25 Mei 1849, sekitar pukul 03.00 subuh. Pekik heroik laskar rakyat Klungkung pecah di Puri Kusamba. Istana yang beberapa jam sebelumnya dikuasai pasukan Belanda itu kembali menjelma medan tempur antara laskar pamating (pasukan berani mati) Klungkung dengan pasukan Belanda. Kali ini situasinya terbalik. Pasukan Belanda yang tak menduga mendapat serangan balik kontan kocar-kacir.
Puncaknya, pemimpin pasukan Belanda, Jenderal A.V. Michiels terkena tembakan di kakinya. Sang jenderal sarat prestasi itu roboh. Dia diboyong ke kapal oleh anak buahnya untuk dilarikan ke markas pasukan Belanda di Padang Bai. Namun, nyawanya tak bisa diselamatkan. Belanda mundur, Kusamba kembali dikuasai pasukan Klungkung.
Itulah puncak Perang Kusamba yang telah berlangsung sejak sehari sebelumnya. Serangan balik Klungkung yang berujung petaka bagi Belanda itu diarsiteki seorang pejuang perempuan sekaligus pemimpin rakyat Klungkung, Dewa Agung Istri Kanya.
Kecerdasan, kecerdikan, dan pemahaman atas strategi perang yang dipraktikkan Dewa Agung Istri Kanya memperlihatkan bahwa orang Bali tidak mudah takluk di hadapan pasukan Belanda yang ditopang kekuatan senjata melimpah dan jauh lebih hebat. Justru, kematangan taktik membuat laskar Bali bisa mempecundangi Belanda.
Tak sering Bali memenangi perang dengan Belanda. Itu sebabnya, kemenangan di Kusamba menahbiskan Dewa Agung Istri Kanya sebagai pahlawan penting rakyat Klungkung, bahkan rakyat Bali. Sosok yang juga dikenal sebagai kawya raja (raja sekaligus sastrawan) itu mengguratkan tinta emas dalam perjuangan bangsa, setara dengan perjuangan pahlawan perempuan lainnya di Indonesia, seperti Cut Nyak Dhien, Martha Christina Tiahahu, termasuk Kartini.
Itu sebabnya, Pemerintah Kabupaten Klungkung sejak tahun 2003 mengusulkan Dewa Agung Istri Kanya sebagai pahlawan nasional.

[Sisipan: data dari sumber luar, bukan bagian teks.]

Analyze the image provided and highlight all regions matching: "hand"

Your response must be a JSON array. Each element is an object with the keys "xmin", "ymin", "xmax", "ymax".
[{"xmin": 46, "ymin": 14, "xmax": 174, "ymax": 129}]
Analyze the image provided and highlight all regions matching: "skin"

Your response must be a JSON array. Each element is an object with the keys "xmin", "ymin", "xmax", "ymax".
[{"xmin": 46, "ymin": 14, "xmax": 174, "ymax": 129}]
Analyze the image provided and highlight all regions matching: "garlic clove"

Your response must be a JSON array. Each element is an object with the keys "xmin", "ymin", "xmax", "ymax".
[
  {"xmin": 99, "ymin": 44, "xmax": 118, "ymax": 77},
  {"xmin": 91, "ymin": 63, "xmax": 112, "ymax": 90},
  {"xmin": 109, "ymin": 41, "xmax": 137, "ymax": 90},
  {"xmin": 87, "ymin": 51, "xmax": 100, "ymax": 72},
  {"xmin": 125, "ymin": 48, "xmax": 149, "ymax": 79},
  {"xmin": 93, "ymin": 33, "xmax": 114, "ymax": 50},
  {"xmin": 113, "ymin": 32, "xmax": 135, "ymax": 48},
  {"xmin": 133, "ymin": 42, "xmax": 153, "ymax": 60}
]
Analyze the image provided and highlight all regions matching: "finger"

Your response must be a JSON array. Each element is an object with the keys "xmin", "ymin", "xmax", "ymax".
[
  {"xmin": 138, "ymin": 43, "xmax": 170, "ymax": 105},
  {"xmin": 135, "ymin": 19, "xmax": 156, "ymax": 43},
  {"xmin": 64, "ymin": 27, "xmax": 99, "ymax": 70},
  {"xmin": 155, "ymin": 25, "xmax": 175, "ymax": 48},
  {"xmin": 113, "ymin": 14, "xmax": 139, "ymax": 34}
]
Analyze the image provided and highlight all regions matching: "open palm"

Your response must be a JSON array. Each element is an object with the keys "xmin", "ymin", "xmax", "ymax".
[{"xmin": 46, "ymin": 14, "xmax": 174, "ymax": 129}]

Berbagai upaya untuk mendukung usulan itu pun sudah dilakukan, seperti melakukan penelitian tentang sosok dan perjuangan Dewa Agung Istri Kanya, membuat monumen pahlawan, mengabadikan sebagai nama bangunan publik (lapangan dan gedung kesenian) hingga membangun monumen patung Dewa Agung Istri Kanya.
Namun, usulan gelar pahlawan nasional untuk Dewa Agung Istri Kanya tetap belum berhasil. Negara belum bisa mengakui kepahlawanan Dewa Agung Istri Kanya karena kurangnya literasi dan bukti-bukti otentik kehidupan serta perjuangannya. Lantaran berkali-kali gagal, Pemerintah Kabupaten Klungkung pun mengubah usulan pahlawan nasional dari Bumi Serombotan itu. Kali ini, raja terakhir Klungkung yang gugur dalam Puputan Klungkung, Dewa Agung Jambe yang diajukan untuk mendapatkan gelar pahlawan nasional.
Gelar pahlawan nasional tentu penting karena itu menegaskan pengakuan Negara atas perjuangan Dewa Agung Istri Kanya dalam dinamika perjuangan bangsa melawan penjajah. Namun, pemberian gelar pahlawan nasional erat kaitannya dengan syarat-syarat formal yang harus dipenuhi. Di sisi lain, kepahlawanan seorang tokoh, tak semata soal formalitas, tapi bagaimana kehadiran dan peran sang tokoh dirasakan masyarakat dalam menegakkan harga diri dan mengukuhkan rasa cinta tanah air.
Sosok dan peran Dewa Agung Istri Kanya tentu hadir dan dirasakan masyarakat Klungkung. Perjuangannya telah dijadikan inspirasi, terutama tentang ketegasan bersikap dan kecerdikan melawan kecongkakan penjajah. Dewa Agung Istri Kanya juga menjadi model emansipasi perempuan Bali yang tidak hanya tampil di kancah politik tapi juga secara sadar merebut kerajaan diri melalui jalan sastra. Itu ditunjukkan Jauh sebelum Kartini ditahbiskan sebagai pelopor emansipasi wanita.
Karena itu, mungkin Negara belum memiliki cukup alasan mengakui Dewa Agung Istri Kanya sebagai pahlawan nasional, tapi bagi rakyat Klungkung, rakyat Bali, ada beribu alasan untuk menjadikannya pahlawan di hati mereka. Merdeka!